The meal would have been delivered in food aid, cash, or vouchers, according to Beasley.

In response to Musk's request for a clear plan, the WFP published an entire article detailing the planned allocation of a $6 billion donation. But if the WFP kept its side of the deal, did Musk do the same?

Did Musk Donate the $6B to WFP?

The answer is unclear.

News publications, including Fortune, Forbes and The New York Times, reported that Musk made a mysterious $5.74 billion donation in November 2021, a few weeks after his Twitter showdown with the WFP's director.

Although it is certain that Musk made this donation to charity, as certified by a Securities and Exchange Commission (SEC) filing, the recipient of the donation was anonymous and remains unknown to this day. The WFP told Forbes they were not the recipient of the donation, and they had not received a check from Musk.

"Whether WFP receives any of this money is yet to be seen, but I am excited to hear that Elon is engaged," Beasley told Forbes in February. Forbes speculates that the $5.74 billion donation was likely made to a donor-advised fund (DAF)—a philanthropic bank account that entitles a donor to an immediate tax deduction.

Musk did not confirm what charity benefited from the donation.

Yemeni child World Food Programme UN
A Yemeni child receives humanitarian aid, donated by the World Food Programme (WFP), in the country's third city of Taez, on October 10, 2020. WFP's director David Beasley said in October 2021 that 2 percent of Elon Musk's wealth could help feed 42 million people in need. AHMAD AL-BASHA/AFP via Getty Images

Twitter or WFP?

While the story had died down in the months following November's back-and-forth between Beasley and Musk, the Twitter thread has been suddenly revived by people commenting on whether Musk could have used the $44 billion he offered to buy the social media platform for the greater good instead.

"Remember like two weeks ago when Elon was like "tell me how to end world hunger and I'll do it" and then he bought twitter for $44 billion instead," wrote one Twitter user.

"Why didnt you invest the money into solving world hunger?????????," wrote another Twitter user directly addressing Musk.

"To be honest just solving some world hunger would be a start. Imagine having that much money and doing f' all but buying Twitter shares. I despair," wrote another.

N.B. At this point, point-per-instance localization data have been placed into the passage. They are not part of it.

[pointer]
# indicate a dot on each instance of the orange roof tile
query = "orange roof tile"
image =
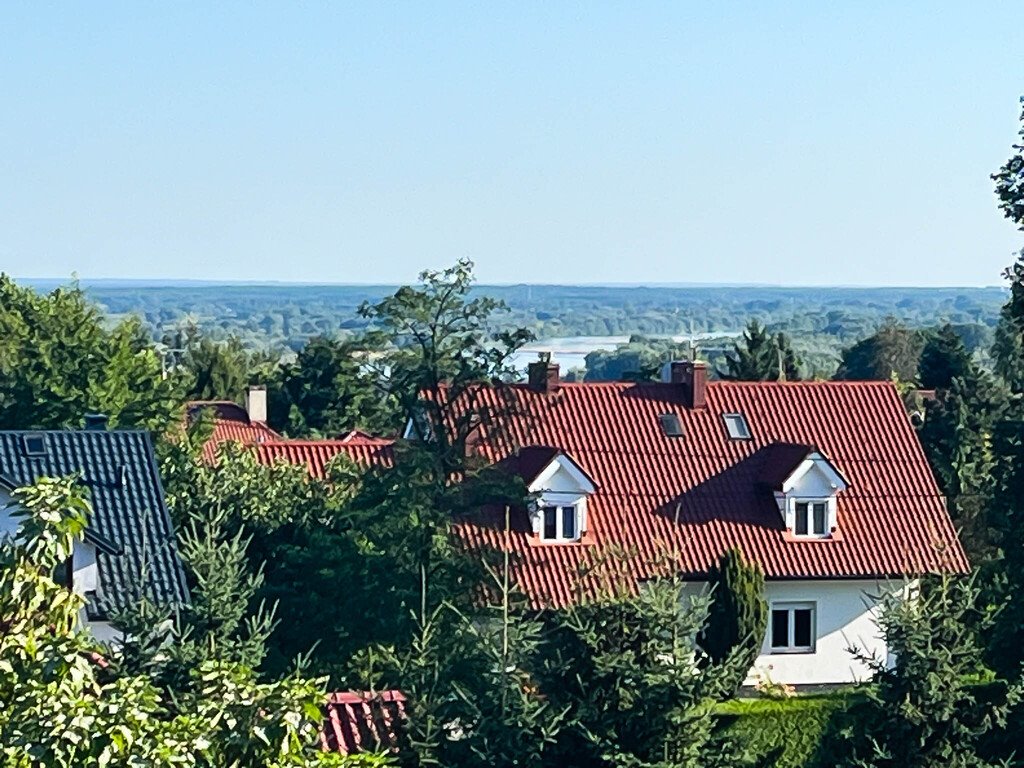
(892, 519)
(357, 722)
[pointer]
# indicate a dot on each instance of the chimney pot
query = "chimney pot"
(543, 375)
(692, 377)
(256, 403)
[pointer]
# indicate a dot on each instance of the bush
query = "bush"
(780, 733)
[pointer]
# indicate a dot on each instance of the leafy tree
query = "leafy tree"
(59, 360)
(630, 671)
(265, 549)
(762, 357)
(738, 616)
(943, 358)
(66, 707)
(219, 370)
(330, 390)
(894, 349)
(926, 711)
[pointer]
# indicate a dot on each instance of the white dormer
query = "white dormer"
(561, 487)
(807, 497)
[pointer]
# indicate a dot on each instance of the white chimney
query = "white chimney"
(256, 403)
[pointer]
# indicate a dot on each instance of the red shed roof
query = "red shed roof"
(695, 496)
(357, 722)
(317, 454)
(230, 422)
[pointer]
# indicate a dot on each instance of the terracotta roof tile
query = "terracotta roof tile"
(363, 722)
(892, 519)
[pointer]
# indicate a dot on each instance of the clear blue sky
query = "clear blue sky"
(803, 142)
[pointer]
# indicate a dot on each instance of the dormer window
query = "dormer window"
(811, 518)
(806, 485)
(561, 489)
(735, 425)
(560, 523)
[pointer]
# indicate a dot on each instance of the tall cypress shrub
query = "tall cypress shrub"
(738, 616)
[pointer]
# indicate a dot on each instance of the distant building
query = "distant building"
(129, 547)
(823, 484)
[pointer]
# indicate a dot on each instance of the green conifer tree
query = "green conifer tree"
(738, 615)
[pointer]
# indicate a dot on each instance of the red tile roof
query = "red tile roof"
(363, 722)
(892, 519)
(230, 422)
(317, 454)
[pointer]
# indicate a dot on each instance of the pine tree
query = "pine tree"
(925, 712)
(738, 616)
(943, 358)
(761, 356)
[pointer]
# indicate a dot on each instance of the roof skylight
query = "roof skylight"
(671, 425)
(35, 444)
(735, 425)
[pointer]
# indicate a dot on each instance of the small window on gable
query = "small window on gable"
(811, 519)
(560, 523)
(34, 444)
(792, 629)
(735, 425)
(671, 425)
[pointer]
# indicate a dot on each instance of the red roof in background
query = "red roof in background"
(363, 722)
(230, 422)
(892, 519)
(317, 454)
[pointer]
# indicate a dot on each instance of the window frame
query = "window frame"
(738, 419)
(791, 607)
(673, 420)
(559, 511)
(810, 504)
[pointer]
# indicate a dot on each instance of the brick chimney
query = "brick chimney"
(96, 422)
(693, 379)
(256, 403)
(543, 374)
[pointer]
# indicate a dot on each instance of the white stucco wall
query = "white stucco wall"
(845, 615)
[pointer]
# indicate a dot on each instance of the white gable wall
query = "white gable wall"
(845, 616)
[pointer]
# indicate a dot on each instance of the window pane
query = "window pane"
(568, 522)
(819, 518)
(801, 527)
(779, 629)
(550, 531)
(802, 628)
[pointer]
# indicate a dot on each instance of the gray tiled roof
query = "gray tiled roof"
(129, 515)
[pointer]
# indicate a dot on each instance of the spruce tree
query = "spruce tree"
(738, 615)
(760, 356)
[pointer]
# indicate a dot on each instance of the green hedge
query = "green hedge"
(781, 733)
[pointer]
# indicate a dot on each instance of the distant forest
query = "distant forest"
(821, 322)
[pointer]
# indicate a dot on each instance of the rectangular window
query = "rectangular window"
(793, 628)
(820, 517)
(671, 425)
(550, 522)
(568, 522)
(735, 425)
(811, 518)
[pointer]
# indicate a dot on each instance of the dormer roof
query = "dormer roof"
(538, 464)
(786, 463)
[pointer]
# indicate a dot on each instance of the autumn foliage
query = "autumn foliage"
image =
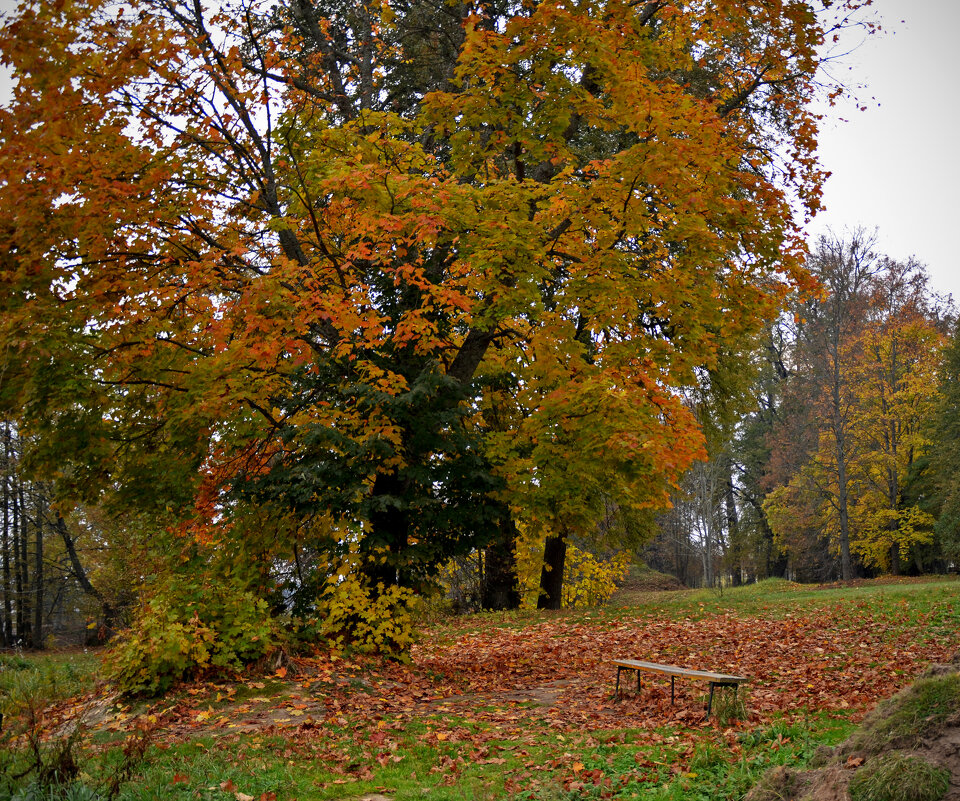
(397, 271)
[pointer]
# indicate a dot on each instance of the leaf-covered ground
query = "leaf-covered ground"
(513, 704)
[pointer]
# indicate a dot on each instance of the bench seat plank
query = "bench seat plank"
(672, 670)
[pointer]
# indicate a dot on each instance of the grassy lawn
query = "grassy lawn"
(508, 705)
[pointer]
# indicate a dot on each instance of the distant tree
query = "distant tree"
(263, 255)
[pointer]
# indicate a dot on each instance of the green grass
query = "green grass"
(531, 761)
(917, 712)
(899, 777)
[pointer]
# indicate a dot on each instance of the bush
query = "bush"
(188, 629)
(899, 777)
(377, 619)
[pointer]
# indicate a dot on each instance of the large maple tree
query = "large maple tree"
(271, 252)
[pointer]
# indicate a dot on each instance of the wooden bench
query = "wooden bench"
(715, 679)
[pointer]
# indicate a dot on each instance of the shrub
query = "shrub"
(899, 777)
(187, 629)
(370, 619)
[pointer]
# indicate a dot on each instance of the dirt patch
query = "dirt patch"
(900, 725)
(650, 581)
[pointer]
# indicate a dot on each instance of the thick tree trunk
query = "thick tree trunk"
(551, 577)
(38, 575)
(7, 627)
(390, 528)
(846, 563)
(733, 530)
(499, 587)
(19, 569)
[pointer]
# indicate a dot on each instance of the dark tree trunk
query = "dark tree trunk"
(551, 577)
(108, 611)
(499, 587)
(27, 635)
(18, 569)
(38, 574)
(733, 529)
(7, 627)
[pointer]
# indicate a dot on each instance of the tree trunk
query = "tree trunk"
(551, 576)
(499, 585)
(733, 529)
(18, 567)
(389, 526)
(7, 627)
(38, 574)
(27, 635)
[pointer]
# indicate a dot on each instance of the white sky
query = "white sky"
(896, 166)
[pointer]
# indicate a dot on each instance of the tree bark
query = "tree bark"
(24, 610)
(38, 573)
(499, 587)
(7, 627)
(551, 576)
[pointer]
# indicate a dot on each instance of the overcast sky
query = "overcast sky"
(895, 166)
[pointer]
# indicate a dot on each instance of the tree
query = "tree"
(263, 253)
(876, 338)
(828, 352)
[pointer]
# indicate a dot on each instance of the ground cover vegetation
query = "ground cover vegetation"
(515, 705)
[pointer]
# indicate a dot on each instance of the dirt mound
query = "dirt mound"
(908, 749)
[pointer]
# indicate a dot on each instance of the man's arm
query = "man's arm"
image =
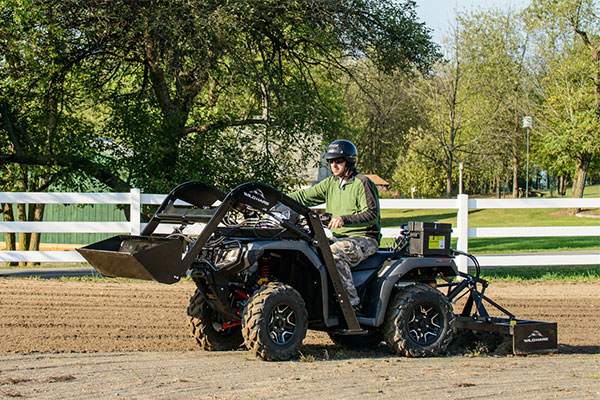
(368, 203)
(313, 196)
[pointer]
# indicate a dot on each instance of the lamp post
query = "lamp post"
(460, 169)
(527, 123)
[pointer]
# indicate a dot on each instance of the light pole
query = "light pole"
(460, 169)
(527, 123)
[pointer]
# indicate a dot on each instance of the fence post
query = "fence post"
(462, 225)
(135, 211)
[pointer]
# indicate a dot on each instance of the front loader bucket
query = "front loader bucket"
(137, 257)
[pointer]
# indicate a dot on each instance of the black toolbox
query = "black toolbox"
(429, 238)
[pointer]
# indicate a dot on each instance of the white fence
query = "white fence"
(462, 231)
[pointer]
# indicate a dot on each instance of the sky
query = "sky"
(439, 14)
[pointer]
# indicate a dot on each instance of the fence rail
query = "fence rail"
(462, 204)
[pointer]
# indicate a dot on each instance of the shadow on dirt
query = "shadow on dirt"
(568, 349)
(465, 343)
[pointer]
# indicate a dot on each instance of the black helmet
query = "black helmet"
(342, 148)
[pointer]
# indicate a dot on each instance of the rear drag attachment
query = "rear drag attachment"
(528, 337)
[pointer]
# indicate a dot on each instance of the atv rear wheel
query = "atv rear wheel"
(274, 323)
(419, 322)
(371, 339)
(210, 329)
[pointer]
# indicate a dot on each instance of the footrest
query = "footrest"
(359, 332)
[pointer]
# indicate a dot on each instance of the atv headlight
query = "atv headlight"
(229, 255)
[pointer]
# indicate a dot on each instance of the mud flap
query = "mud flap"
(528, 337)
(137, 257)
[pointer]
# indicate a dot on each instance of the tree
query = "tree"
(178, 90)
(493, 47)
(569, 82)
(381, 112)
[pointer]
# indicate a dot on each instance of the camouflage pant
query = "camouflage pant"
(348, 252)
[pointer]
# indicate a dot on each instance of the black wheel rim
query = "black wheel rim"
(282, 324)
(425, 324)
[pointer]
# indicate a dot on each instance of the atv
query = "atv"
(265, 274)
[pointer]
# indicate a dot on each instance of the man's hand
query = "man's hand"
(336, 222)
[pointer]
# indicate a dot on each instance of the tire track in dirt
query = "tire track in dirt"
(119, 316)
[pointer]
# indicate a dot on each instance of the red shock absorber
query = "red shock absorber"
(265, 274)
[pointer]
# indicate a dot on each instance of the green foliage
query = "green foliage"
(151, 94)
(532, 274)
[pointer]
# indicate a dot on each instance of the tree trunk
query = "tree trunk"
(37, 211)
(9, 238)
(23, 236)
(580, 177)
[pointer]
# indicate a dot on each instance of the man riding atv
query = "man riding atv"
(353, 202)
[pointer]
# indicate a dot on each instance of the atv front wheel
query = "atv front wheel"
(210, 329)
(419, 322)
(274, 323)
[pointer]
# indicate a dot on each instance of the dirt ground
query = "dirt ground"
(129, 339)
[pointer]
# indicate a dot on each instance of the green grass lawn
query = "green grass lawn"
(553, 273)
(484, 218)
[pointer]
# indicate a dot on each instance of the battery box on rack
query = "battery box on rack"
(429, 238)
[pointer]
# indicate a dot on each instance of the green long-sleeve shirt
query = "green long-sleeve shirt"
(357, 202)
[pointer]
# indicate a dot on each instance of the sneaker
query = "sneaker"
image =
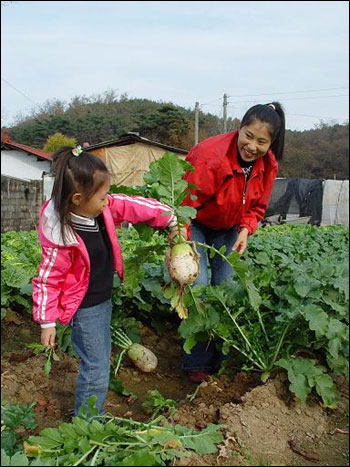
(198, 376)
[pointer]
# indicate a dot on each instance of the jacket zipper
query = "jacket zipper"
(245, 187)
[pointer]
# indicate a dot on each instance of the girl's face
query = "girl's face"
(95, 205)
(254, 140)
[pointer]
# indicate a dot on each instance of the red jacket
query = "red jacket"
(64, 273)
(224, 199)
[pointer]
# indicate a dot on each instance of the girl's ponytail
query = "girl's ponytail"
(84, 173)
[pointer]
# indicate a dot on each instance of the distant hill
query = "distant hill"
(319, 153)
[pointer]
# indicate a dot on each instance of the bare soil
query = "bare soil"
(262, 425)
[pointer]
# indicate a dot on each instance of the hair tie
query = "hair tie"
(77, 151)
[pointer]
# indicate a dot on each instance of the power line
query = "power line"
(20, 92)
(299, 98)
(316, 116)
(289, 92)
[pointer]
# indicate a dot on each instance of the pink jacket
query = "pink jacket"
(64, 271)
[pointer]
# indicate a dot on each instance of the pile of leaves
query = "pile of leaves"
(114, 441)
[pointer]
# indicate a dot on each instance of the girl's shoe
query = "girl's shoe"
(197, 376)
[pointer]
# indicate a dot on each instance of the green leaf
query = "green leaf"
(317, 318)
(189, 343)
(19, 460)
(143, 457)
(204, 442)
(47, 367)
(326, 389)
(254, 296)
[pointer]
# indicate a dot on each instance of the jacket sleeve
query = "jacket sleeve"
(47, 286)
(256, 212)
(207, 179)
(138, 210)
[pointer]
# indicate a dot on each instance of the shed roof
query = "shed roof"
(132, 138)
(7, 143)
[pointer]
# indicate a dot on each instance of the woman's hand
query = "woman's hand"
(48, 336)
(242, 241)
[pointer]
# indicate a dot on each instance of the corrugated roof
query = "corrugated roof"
(7, 142)
(132, 138)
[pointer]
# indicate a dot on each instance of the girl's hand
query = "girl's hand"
(48, 336)
(242, 241)
(174, 232)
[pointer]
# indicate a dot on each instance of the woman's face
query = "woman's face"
(254, 140)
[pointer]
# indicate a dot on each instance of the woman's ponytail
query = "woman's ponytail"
(277, 145)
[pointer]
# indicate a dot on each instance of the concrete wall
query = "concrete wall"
(20, 164)
(20, 203)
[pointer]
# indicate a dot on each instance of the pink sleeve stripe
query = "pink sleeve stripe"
(43, 275)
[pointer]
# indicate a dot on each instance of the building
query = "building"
(22, 171)
(129, 157)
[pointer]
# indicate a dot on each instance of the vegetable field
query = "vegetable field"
(280, 398)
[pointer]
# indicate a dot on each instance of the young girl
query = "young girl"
(81, 252)
(234, 174)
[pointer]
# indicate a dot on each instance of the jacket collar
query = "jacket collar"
(50, 227)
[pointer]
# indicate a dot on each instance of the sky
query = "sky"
(296, 53)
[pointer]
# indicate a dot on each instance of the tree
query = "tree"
(57, 140)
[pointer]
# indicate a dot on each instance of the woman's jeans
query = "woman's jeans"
(91, 340)
(205, 355)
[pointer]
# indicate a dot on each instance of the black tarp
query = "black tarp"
(299, 196)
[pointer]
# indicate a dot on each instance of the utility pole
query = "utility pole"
(225, 113)
(196, 122)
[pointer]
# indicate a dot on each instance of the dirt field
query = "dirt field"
(262, 424)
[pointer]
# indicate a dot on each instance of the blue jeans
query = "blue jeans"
(205, 355)
(91, 340)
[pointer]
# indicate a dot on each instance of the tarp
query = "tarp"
(335, 204)
(296, 196)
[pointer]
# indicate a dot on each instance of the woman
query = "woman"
(233, 174)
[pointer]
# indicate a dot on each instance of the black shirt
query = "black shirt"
(94, 235)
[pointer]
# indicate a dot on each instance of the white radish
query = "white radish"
(142, 357)
(182, 261)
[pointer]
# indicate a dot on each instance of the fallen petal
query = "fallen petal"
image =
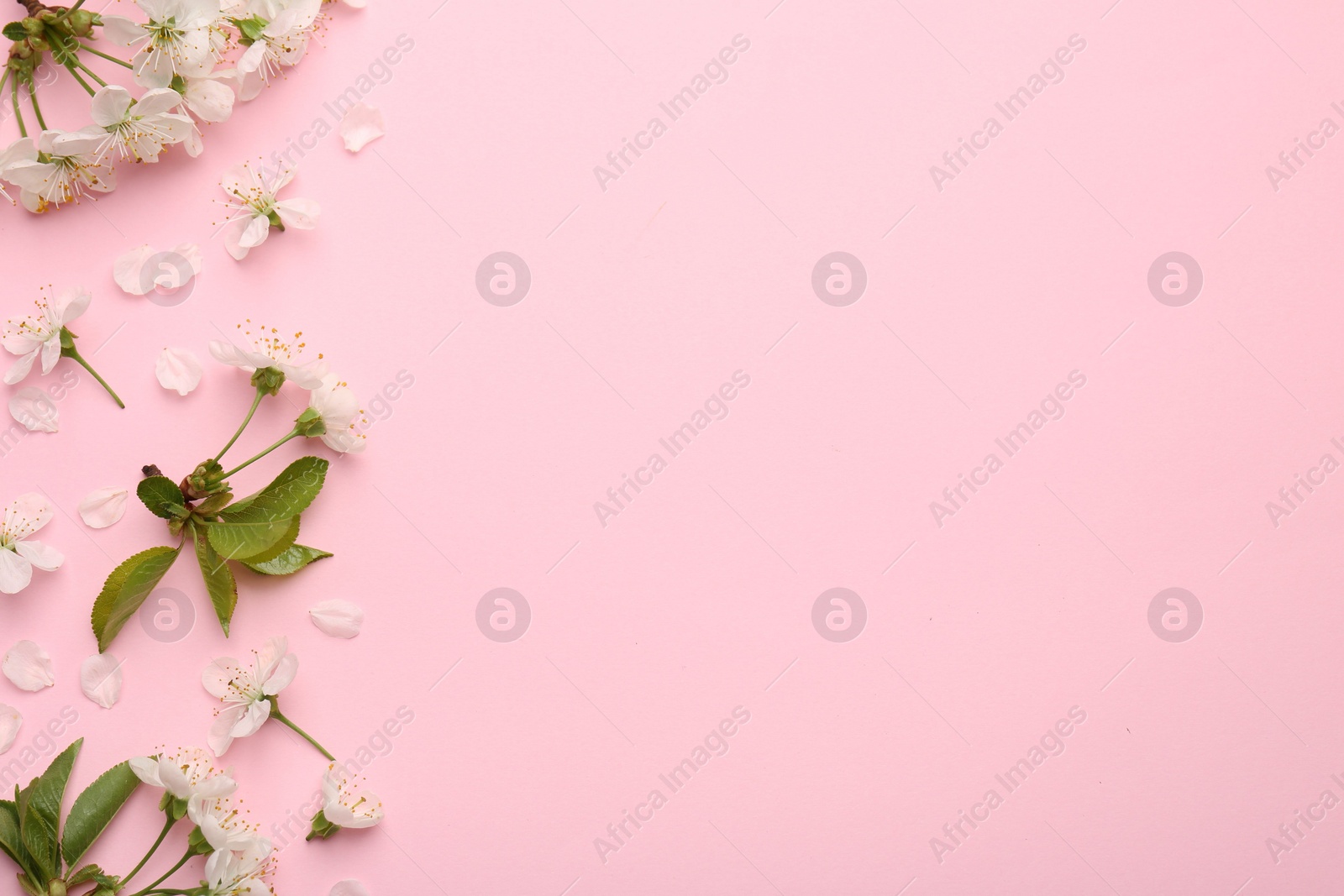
(179, 369)
(338, 618)
(102, 506)
(35, 410)
(100, 679)
(10, 723)
(362, 125)
(27, 667)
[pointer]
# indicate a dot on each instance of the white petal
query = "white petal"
(338, 618)
(362, 125)
(15, 573)
(349, 887)
(128, 268)
(178, 369)
(102, 506)
(35, 410)
(10, 721)
(29, 667)
(100, 679)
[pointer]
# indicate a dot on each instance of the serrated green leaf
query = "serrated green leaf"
(288, 495)
(242, 540)
(127, 587)
(161, 496)
(219, 579)
(11, 840)
(39, 825)
(94, 809)
(292, 560)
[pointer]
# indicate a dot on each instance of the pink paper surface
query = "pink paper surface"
(1015, 271)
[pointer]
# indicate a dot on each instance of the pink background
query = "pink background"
(696, 600)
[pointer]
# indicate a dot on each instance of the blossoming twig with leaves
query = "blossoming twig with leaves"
(259, 531)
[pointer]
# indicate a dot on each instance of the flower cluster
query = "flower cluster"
(183, 63)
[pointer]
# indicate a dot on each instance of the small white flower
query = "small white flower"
(10, 725)
(18, 553)
(39, 333)
(346, 804)
(35, 410)
(136, 129)
(175, 40)
(245, 691)
(29, 667)
(266, 348)
(171, 269)
(49, 175)
(222, 824)
(179, 369)
(282, 42)
(362, 125)
(338, 618)
(100, 679)
(339, 410)
(228, 873)
(187, 774)
(255, 208)
(104, 506)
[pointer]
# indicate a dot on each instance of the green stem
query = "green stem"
(279, 716)
(261, 394)
(18, 114)
(82, 82)
(98, 53)
(252, 459)
(172, 871)
(78, 359)
(158, 844)
(33, 100)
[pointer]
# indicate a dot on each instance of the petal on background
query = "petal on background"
(27, 667)
(338, 618)
(179, 369)
(104, 506)
(35, 410)
(10, 723)
(128, 266)
(362, 125)
(100, 679)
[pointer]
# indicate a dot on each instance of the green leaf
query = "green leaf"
(127, 587)
(11, 840)
(85, 875)
(288, 496)
(219, 579)
(39, 824)
(245, 540)
(94, 809)
(292, 560)
(161, 496)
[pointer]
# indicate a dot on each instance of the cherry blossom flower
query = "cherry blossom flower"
(18, 551)
(255, 207)
(245, 689)
(178, 39)
(339, 411)
(49, 175)
(136, 129)
(269, 349)
(39, 333)
(186, 774)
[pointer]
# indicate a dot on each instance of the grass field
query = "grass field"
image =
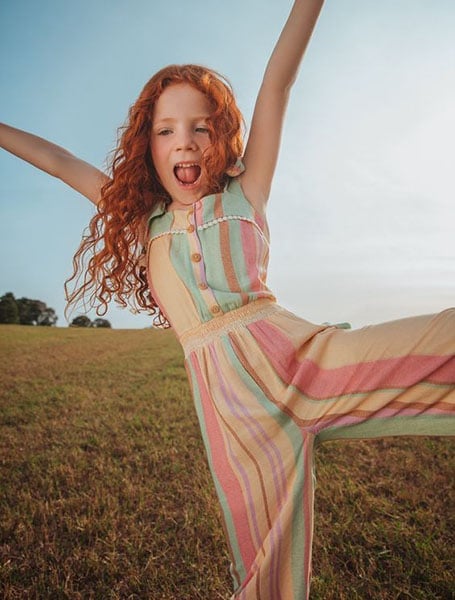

But others have defended Musk, saying the debate around him helping to solve world hunger misled people from holding accountable politicians and the government for the roles they play in helping people struggling to access food.

The whole discussion around what Musk could have done with the money he spent on Twitter revolves around how high the sum is. But while the bid to buy Twitter is certainly a staggering amount of money for most people, it's relatively not that much for the richest man in the world, whose net worth is estimated at $289 billion, according to Bloomberg.

But it's not surprising that Musk's takeover of Twitter got people talking.

The graphic below, provided by Statista, shows that the bid to buy Twitter was one of the largest buyouts in history.

Statista Twitter
A list of the biggest leveraged buyouts in history. Musk's bid to buy Twitter is the second-largest of all time. Statista/Newsweek

According to an SEC filing, Musk was one of the most generous philanthropists of 2021, second only to Bill Gates and Melinda French Gates.

The financial aspect of acquiring Twitter has appeared to be of minimal interest for Musk in his pursuit of the company. Musk said he hasn't purchased Twitter for the profits he could obtain from the platform, declaring, "I don't care about the economics at all."

Whether he could have used the same amount of money to fund charitable initiatives instead of buying Twitter, is set to remain the object of debate on the internet.

Newsweek reached out to Elon Musk via Tesla for comment.

Update 4/26/22, 9:30 a.m. ET. This article was updated with a graph from Statista.